In March 2026 the show moved to iHeartMedia.

== Reception ==
Hollywood Handbook has been featured on Vulture's best-of comedy podcast list in 2015, 2016, 2017, and 2021, ranking seventh, second, fourth, and fifth, respectively. On the 2021 list, it was recognized together with the other podcasts of The Flagrant Ones Patreon. In 2019, Vulture recognized two episodes of Hollywood Handbook as some of the "best episodes of the year". Hollywood Handbook also ranked third on Pastes 2017 list of the best comedy podcasts of the year. In The A.V. Clubs 2015 reader's poll, the show was voted the second best podcast of 2015, and one of its episodes was voted the third best podcast episode of the year.

In 2020, Hollywood Handbook received an iHeartRadio Podcast Award nomination for "Best Ad Read".

Writer and critic Nathan Rabin has written many articles for Vulture and The A.V. Club about episodes of the show, praising one as "anti-comedy for the ages".

In a 2023 profile of Davenport and Clements on Vulture, the show was described as "one of the great impossible-to-explainers in modern comedy, a shaggy, shape-shifting improv machine heavy with fan-maintained lore and nonsense inside jokes".

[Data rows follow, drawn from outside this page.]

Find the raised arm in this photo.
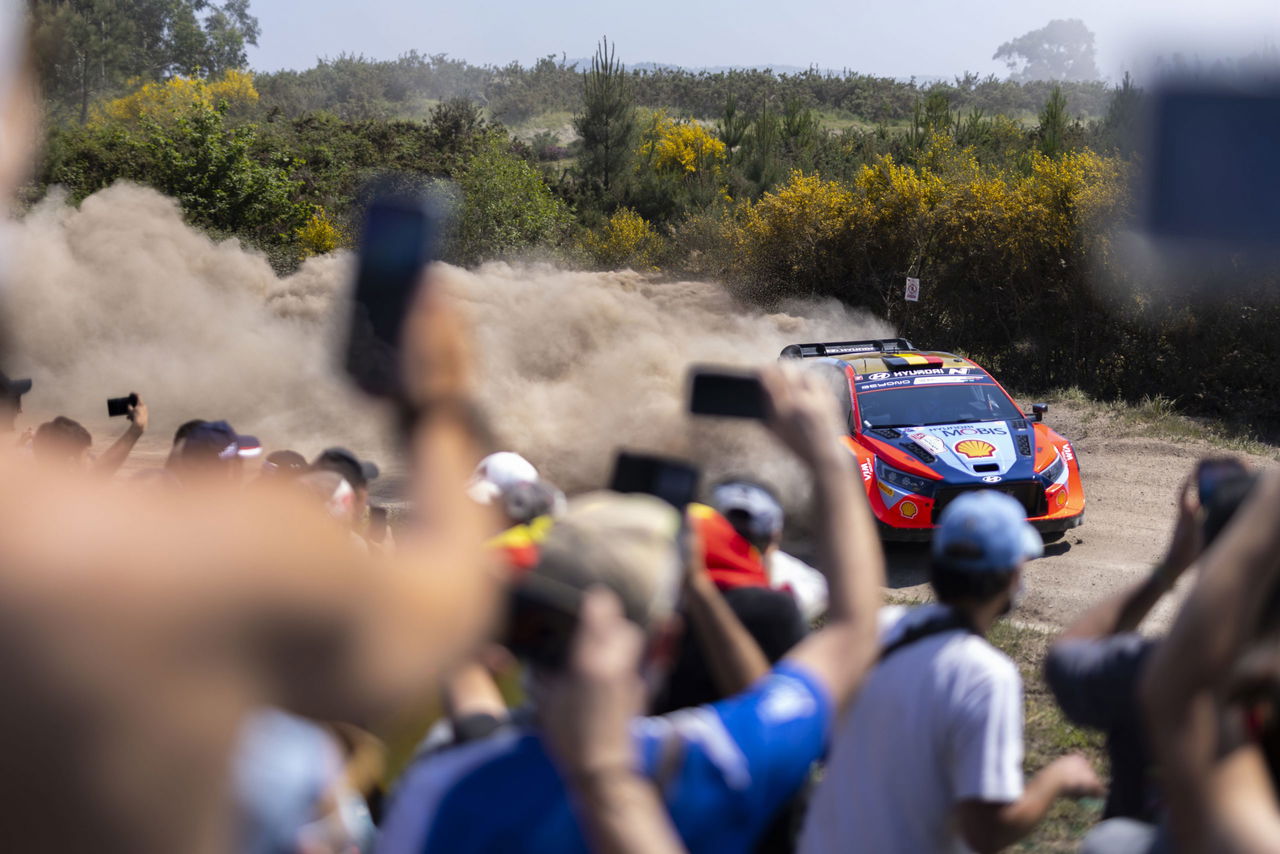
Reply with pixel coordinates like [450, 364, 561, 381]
[762, 366, 884, 705]
[685, 529, 769, 697]
[93, 392, 148, 476]
[539, 590, 685, 854]
[1142, 472, 1280, 851]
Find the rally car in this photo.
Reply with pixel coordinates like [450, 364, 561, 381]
[782, 338, 1084, 539]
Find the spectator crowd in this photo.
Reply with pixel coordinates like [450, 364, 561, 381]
[0, 4, 1280, 854]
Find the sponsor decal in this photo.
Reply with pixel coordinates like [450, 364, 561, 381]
[906, 433, 947, 457]
[955, 439, 996, 460]
[914, 376, 982, 385]
[858, 379, 911, 392]
[937, 424, 1009, 439]
[867, 367, 980, 380]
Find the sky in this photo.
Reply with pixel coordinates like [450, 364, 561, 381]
[241, 0, 1280, 79]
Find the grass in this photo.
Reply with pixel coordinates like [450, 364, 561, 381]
[1044, 388, 1280, 460]
[886, 595, 1108, 854]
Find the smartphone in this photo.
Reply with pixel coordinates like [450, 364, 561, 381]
[366, 506, 387, 543]
[106, 394, 138, 419]
[1196, 457, 1249, 506]
[689, 367, 765, 420]
[1144, 87, 1280, 250]
[609, 451, 701, 511]
[346, 195, 445, 399]
[503, 574, 582, 670]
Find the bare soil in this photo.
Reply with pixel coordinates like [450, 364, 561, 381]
[887, 401, 1275, 630]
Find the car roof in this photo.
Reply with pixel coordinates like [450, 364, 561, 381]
[837, 350, 986, 375]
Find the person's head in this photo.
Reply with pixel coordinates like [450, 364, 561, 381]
[467, 451, 538, 525]
[502, 480, 567, 525]
[929, 489, 1044, 622]
[0, 373, 31, 433]
[31, 415, 93, 469]
[166, 421, 256, 481]
[710, 478, 785, 556]
[297, 471, 361, 525]
[531, 492, 684, 688]
[262, 451, 307, 481]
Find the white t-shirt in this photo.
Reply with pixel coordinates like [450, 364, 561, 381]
[800, 606, 1023, 854]
[765, 548, 828, 622]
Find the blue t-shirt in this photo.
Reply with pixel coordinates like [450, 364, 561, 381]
[378, 662, 833, 854]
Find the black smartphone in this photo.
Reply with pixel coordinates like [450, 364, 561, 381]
[689, 367, 765, 420]
[609, 451, 701, 511]
[503, 574, 582, 670]
[106, 394, 138, 419]
[366, 504, 387, 543]
[1196, 457, 1249, 506]
[347, 195, 445, 399]
[1146, 81, 1280, 243]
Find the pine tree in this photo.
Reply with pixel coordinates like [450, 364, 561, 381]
[573, 38, 636, 198]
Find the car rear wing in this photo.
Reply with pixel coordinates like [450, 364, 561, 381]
[781, 338, 915, 359]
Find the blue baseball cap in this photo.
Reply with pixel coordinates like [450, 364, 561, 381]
[933, 489, 1044, 572]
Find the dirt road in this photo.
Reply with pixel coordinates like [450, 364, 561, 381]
[104, 402, 1274, 627]
[888, 403, 1274, 627]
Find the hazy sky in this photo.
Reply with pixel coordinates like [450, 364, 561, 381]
[250, 0, 1280, 77]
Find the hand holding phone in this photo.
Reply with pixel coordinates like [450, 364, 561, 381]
[609, 451, 701, 512]
[346, 189, 445, 401]
[106, 394, 138, 419]
[689, 367, 767, 421]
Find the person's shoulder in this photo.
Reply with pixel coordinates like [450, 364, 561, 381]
[947, 634, 1021, 684]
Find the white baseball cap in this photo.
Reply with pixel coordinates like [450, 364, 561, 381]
[467, 451, 538, 504]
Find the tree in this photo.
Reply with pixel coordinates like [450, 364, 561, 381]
[992, 18, 1101, 82]
[1036, 86, 1068, 157]
[31, 0, 259, 123]
[573, 38, 636, 203]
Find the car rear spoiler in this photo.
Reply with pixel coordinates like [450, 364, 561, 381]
[781, 338, 915, 359]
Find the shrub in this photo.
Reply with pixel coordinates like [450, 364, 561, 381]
[582, 207, 662, 270]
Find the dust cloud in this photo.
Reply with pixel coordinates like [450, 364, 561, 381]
[4, 184, 890, 495]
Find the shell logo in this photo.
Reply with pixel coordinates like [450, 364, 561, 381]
[956, 439, 996, 460]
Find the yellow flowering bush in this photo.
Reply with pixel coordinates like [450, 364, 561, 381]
[95, 69, 259, 122]
[297, 205, 343, 257]
[640, 113, 727, 175]
[584, 207, 662, 270]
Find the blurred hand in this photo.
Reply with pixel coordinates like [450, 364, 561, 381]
[1160, 471, 1204, 585]
[760, 365, 844, 467]
[403, 269, 471, 406]
[1046, 753, 1107, 799]
[125, 392, 150, 433]
[539, 589, 645, 777]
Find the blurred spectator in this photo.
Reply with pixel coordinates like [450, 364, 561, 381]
[710, 479, 827, 622]
[262, 451, 307, 481]
[380, 369, 884, 854]
[467, 451, 538, 512]
[31, 393, 148, 475]
[800, 492, 1101, 854]
[1137, 471, 1280, 854]
[1044, 472, 1254, 850]
[311, 448, 381, 512]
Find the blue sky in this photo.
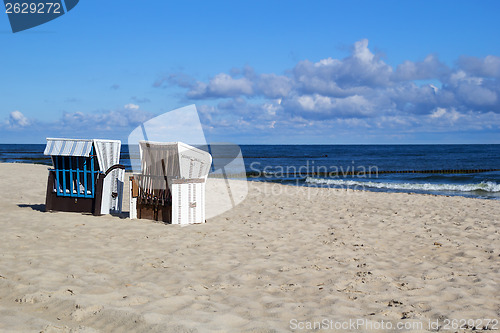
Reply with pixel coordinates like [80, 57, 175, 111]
[0, 0, 500, 144]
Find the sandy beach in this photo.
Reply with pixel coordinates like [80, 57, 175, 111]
[0, 164, 500, 332]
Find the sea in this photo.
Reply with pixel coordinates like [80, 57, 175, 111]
[0, 144, 500, 200]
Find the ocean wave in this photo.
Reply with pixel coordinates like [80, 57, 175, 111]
[306, 177, 500, 193]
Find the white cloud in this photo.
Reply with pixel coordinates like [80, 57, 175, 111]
[8, 110, 31, 127]
[124, 103, 139, 110]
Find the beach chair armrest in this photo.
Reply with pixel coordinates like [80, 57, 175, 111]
[104, 164, 125, 178]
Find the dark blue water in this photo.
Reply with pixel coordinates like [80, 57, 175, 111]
[0, 144, 500, 199]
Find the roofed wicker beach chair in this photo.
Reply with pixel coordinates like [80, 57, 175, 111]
[130, 141, 212, 224]
[44, 138, 125, 215]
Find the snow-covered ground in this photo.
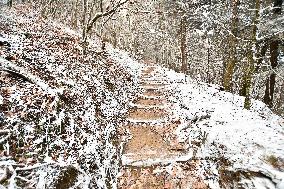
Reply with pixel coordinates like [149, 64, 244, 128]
[161, 68, 284, 189]
[0, 6, 140, 189]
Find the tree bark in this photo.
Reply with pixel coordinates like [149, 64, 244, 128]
[263, 40, 279, 108]
[180, 17, 187, 74]
[240, 0, 260, 109]
[263, 0, 283, 108]
[224, 0, 240, 92]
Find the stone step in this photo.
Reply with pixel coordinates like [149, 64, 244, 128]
[122, 152, 195, 167]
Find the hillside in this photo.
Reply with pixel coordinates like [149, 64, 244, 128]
[0, 4, 284, 189]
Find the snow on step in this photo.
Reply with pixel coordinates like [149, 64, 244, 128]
[122, 152, 193, 167]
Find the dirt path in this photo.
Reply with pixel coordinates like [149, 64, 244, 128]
[119, 65, 207, 189]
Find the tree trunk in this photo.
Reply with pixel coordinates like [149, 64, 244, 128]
[240, 0, 260, 109]
[180, 17, 187, 74]
[224, 0, 240, 92]
[263, 0, 283, 108]
[263, 40, 279, 108]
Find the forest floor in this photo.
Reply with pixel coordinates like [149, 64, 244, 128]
[0, 5, 284, 189]
[119, 65, 207, 189]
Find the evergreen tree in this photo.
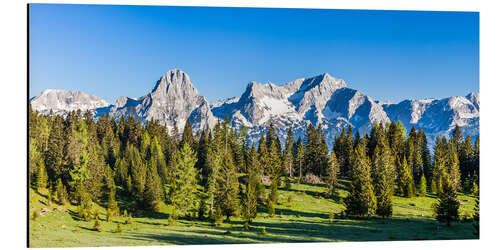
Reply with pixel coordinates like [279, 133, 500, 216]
[295, 137, 304, 183]
[205, 148, 221, 217]
[180, 119, 194, 149]
[397, 158, 415, 198]
[283, 127, 295, 178]
[433, 176, 460, 226]
[326, 151, 339, 197]
[372, 144, 395, 218]
[345, 145, 377, 216]
[473, 196, 479, 237]
[56, 178, 68, 205]
[36, 158, 49, 192]
[170, 142, 198, 219]
[242, 144, 259, 224]
[143, 158, 162, 211]
[418, 175, 427, 196]
[44, 116, 67, 180]
[304, 124, 319, 176]
[216, 150, 239, 222]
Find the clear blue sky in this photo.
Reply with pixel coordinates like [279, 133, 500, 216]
[29, 4, 479, 103]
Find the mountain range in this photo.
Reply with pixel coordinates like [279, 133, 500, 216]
[30, 69, 479, 147]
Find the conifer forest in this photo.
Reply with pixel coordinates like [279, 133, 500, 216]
[28, 107, 480, 247]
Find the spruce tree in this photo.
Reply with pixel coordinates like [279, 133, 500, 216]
[180, 119, 194, 149]
[283, 127, 295, 178]
[295, 137, 304, 183]
[36, 158, 49, 192]
[397, 157, 415, 198]
[216, 149, 239, 222]
[326, 151, 339, 197]
[143, 158, 162, 211]
[418, 174, 427, 196]
[433, 175, 460, 226]
[473, 196, 479, 237]
[242, 144, 259, 224]
[345, 145, 377, 216]
[169, 142, 198, 219]
[372, 144, 395, 218]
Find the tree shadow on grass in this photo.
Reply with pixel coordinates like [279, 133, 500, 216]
[113, 218, 473, 245]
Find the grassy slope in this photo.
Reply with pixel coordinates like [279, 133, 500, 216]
[30, 180, 477, 247]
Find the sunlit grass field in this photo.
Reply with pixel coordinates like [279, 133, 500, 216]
[29, 182, 477, 247]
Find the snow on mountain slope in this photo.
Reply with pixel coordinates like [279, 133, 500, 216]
[30, 69, 479, 147]
[110, 69, 216, 131]
[30, 89, 109, 115]
[383, 93, 480, 144]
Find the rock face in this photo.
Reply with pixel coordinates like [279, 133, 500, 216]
[110, 69, 216, 131]
[30, 89, 109, 115]
[383, 93, 479, 145]
[31, 69, 479, 147]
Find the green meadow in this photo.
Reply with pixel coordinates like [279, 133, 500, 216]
[29, 181, 477, 247]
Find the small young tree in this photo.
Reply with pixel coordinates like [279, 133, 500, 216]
[433, 176, 460, 226]
[326, 151, 339, 197]
[345, 145, 377, 216]
[398, 158, 415, 198]
[418, 174, 427, 196]
[36, 157, 49, 192]
[473, 196, 479, 237]
[56, 178, 68, 205]
[267, 199, 275, 217]
[430, 179, 437, 194]
[470, 181, 479, 196]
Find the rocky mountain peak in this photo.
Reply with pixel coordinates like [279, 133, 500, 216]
[151, 69, 198, 95]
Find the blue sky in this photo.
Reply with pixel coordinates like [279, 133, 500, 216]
[29, 4, 479, 103]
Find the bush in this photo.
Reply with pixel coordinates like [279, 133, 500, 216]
[267, 199, 274, 217]
[32, 211, 40, 221]
[287, 194, 293, 206]
[115, 222, 122, 233]
[94, 208, 99, 220]
[214, 206, 223, 226]
[260, 175, 271, 185]
[94, 218, 102, 232]
[301, 173, 321, 184]
[285, 177, 292, 190]
[106, 207, 113, 222]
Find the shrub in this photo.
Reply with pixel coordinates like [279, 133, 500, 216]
[267, 199, 274, 217]
[94, 218, 102, 232]
[287, 194, 293, 206]
[167, 215, 175, 226]
[214, 206, 223, 226]
[115, 222, 122, 233]
[301, 173, 321, 184]
[32, 211, 40, 221]
[285, 177, 292, 190]
[106, 207, 113, 222]
[94, 208, 99, 220]
[260, 175, 271, 185]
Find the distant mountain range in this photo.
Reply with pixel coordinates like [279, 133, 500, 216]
[30, 69, 479, 147]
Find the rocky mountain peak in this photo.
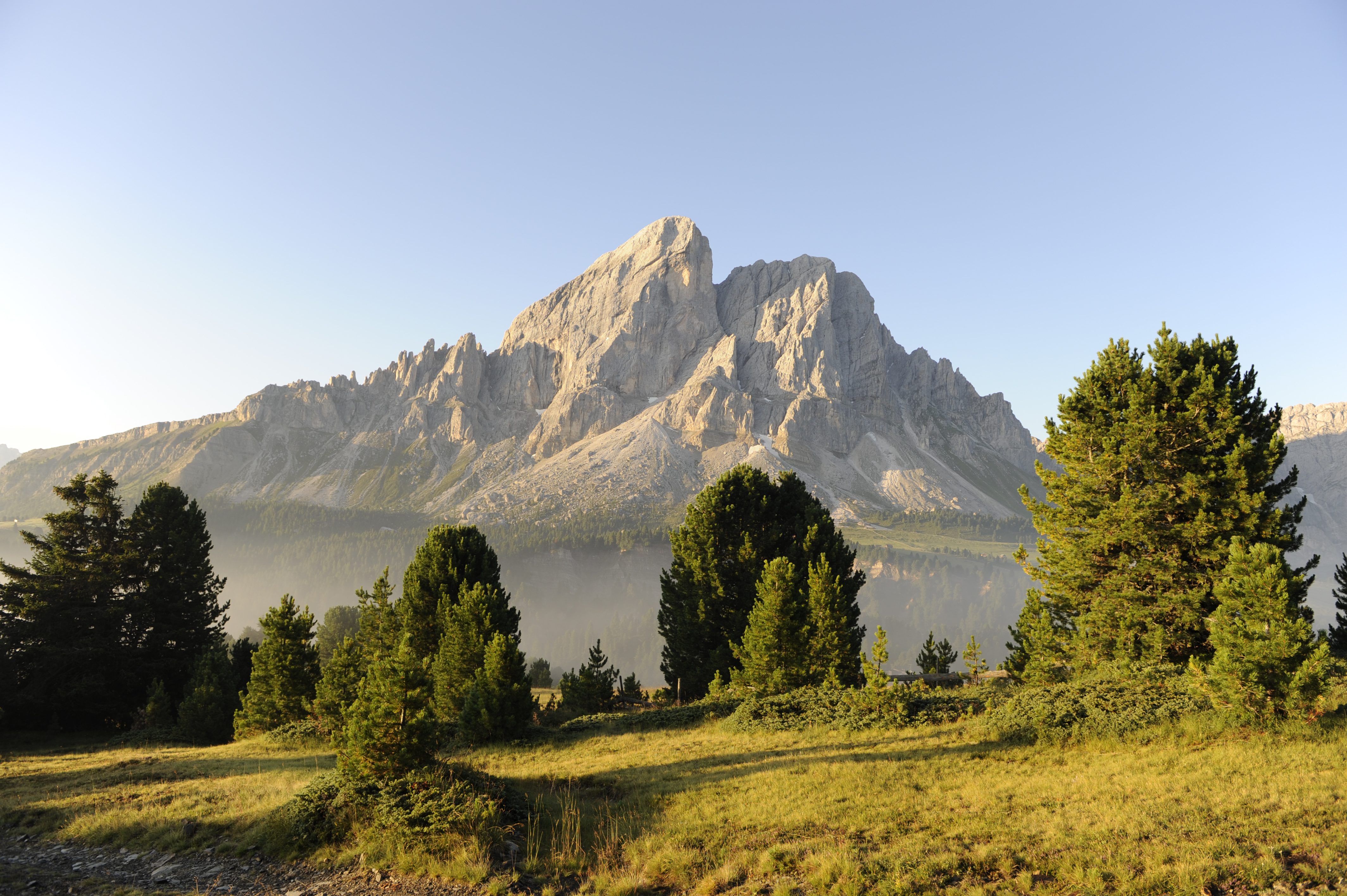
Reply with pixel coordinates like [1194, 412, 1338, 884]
[0, 217, 1037, 521]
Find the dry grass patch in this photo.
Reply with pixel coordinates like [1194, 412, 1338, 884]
[0, 722, 1347, 895]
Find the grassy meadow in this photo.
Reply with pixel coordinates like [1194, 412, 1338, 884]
[0, 717, 1347, 895]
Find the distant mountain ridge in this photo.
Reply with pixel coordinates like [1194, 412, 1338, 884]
[1280, 401, 1347, 628]
[0, 217, 1043, 524]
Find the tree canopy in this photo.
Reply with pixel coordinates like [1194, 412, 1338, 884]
[1009, 327, 1317, 678]
[659, 465, 865, 698]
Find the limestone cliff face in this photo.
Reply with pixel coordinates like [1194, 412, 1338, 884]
[1278, 401, 1347, 628]
[0, 218, 1041, 523]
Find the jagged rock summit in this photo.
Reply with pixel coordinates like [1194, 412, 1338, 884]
[1278, 401, 1347, 612]
[0, 217, 1041, 523]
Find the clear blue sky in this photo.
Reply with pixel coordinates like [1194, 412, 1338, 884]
[0, 0, 1347, 449]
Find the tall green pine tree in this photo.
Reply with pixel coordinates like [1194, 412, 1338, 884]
[659, 465, 865, 698]
[178, 644, 240, 744]
[1328, 554, 1347, 659]
[396, 526, 519, 657]
[235, 594, 318, 737]
[560, 640, 618, 714]
[458, 632, 533, 744]
[340, 633, 441, 779]
[730, 557, 810, 694]
[121, 482, 229, 682]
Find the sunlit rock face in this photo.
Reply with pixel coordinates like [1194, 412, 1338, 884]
[1277, 401, 1347, 628]
[0, 217, 1041, 523]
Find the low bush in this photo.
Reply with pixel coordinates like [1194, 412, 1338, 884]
[263, 718, 327, 746]
[986, 675, 1211, 743]
[283, 762, 528, 853]
[725, 682, 991, 731]
[560, 697, 743, 733]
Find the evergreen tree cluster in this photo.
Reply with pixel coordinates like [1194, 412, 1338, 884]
[560, 640, 619, 715]
[0, 470, 229, 740]
[659, 465, 865, 698]
[1006, 327, 1347, 717]
[308, 526, 533, 777]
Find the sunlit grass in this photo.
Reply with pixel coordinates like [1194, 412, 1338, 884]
[0, 722, 1347, 893]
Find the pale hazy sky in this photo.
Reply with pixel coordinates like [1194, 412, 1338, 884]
[0, 0, 1347, 449]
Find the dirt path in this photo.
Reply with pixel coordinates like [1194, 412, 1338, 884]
[0, 835, 475, 896]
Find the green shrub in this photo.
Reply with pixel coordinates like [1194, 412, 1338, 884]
[284, 769, 370, 846]
[263, 718, 326, 746]
[177, 645, 238, 744]
[283, 764, 528, 848]
[560, 697, 743, 733]
[986, 675, 1211, 741]
[725, 682, 990, 731]
[374, 765, 505, 838]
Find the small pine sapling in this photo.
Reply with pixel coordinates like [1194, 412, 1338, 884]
[1328, 554, 1347, 659]
[1189, 538, 1333, 719]
[861, 625, 889, 691]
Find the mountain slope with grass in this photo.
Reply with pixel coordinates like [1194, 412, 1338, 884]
[1281, 401, 1347, 626]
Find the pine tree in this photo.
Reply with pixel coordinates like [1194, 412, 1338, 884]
[229, 637, 259, 706]
[458, 632, 533, 744]
[659, 465, 865, 698]
[121, 482, 229, 682]
[528, 659, 552, 687]
[0, 470, 127, 728]
[356, 566, 401, 662]
[396, 526, 519, 657]
[177, 645, 238, 744]
[963, 635, 987, 681]
[861, 625, 889, 691]
[730, 557, 810, 694]
[340, 633, 441, 779]
[617, 672, 645, 700]
[917, 632, 940, 675]
[432, 582, 511, 724]
[562, 640, 617, 714]
[312, 637, 368, 740]
[235, 594, 318, 738]
[1328, 554, 1347, 659]
[140, 678, 172, 730]
[314, 603, 360, 666]
[808, 557, 861, 687]
[1189, 538, 1330, 718]
[1017, 327, 1317, 668]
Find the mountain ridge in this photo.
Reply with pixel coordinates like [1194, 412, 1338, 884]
[0, 217, 1043, 524]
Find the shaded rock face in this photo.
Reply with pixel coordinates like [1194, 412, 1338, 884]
[1278, 401, 1347, 628]
[0, 217, 1041, 523]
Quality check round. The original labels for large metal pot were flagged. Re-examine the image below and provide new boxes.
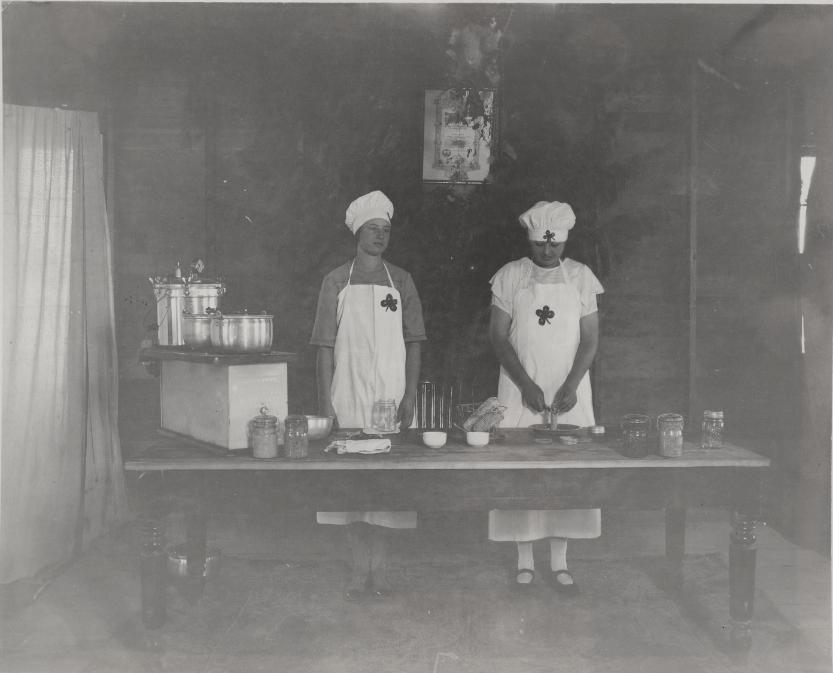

Notable fans and guests of the show include Tom Scharpling, Paul F. Tompkins, Julie Klausner, Paul Scheer, Beck Bennett, and Kyle Mooney.

== Spin-offs ==
On June 14, 2017, Clements, Brett Morris, and actor and comedian Ben Rodgers launched the first season of the Stitcher Premium series Hollywood Masterclass which satirizes MasterClass lectures. The show's second season began August 29, 2018. A third season consisting of eight episodes premiered on August 30, 2021.

On January 31, 2018, Clements and Davenport launched Hollywood Handbook: The Pro Version, a 30-minute version of the show featuring interactions between the duo and members of the staff such as "Chef Kevin" and "Engineer Brett", as well as segments like the "Teaser Freezer". The show is posted every Wednesday on Stitcher Premium. It was called one of the "best new comedy podcasts of 2018" by Rolling Stone.